In its last earnings call (Source - Seeking Alpha), covering Q4 2022’s results, Evertec management highlighted the record revenue for the full year period, exceeding our expectations despite some growth headwinds in the second half of the year.’
Its Latin America region revenue growth was particularly strong, with 23% year-over year for Q4 and 21% for 2022.
Foreign currency headwinds reduced the firm’s earnings and I suspect that most of that is behind it as the US dollar has lost some of its strength since the end of 2022.
Looking ahead, management will continue to react to inflation in labor costs, moving "headcount towards Latin America to manage the impact of inflation…"
U.S. federal government stimulus funding to Puerto Rico is expected to be flat in 2023 compared to 2022, an improvement over 2022’s reduction vs. 2021.
Notably, its Popular acquisition "strengthened the relationship with [its]largest customer," allowing management to prioritize M&A "more aggressively," so we should see more deals in 2023.
The company also expects to continue repurchasing stock in 2023 as the firm’s cash position allows it to.

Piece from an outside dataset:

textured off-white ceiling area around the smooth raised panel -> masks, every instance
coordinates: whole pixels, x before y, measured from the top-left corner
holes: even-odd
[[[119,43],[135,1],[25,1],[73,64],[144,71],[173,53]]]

For 2023, management expects revenue growth to be around 3.9% at the midpoint of the range and for adjusted EPS to be at $2.58 at the midpoint.
Regarding valuation, my discounted cash flow calculation, which assumes a 4% - 5% growth rate, indicates the stock appears to be fully valued at its present price of around $32.36.
A potential upside catalyst to the stock could include a pause in U.S. interest rate hikes, potentially leading to improving business and consumer activity in the emerging market regions in which it operates.
However, given the uncertainties around U.S. interest rate policies, continued services inflation and my discounted cash flow calculation, my outlook on EVTC stock is on Hold.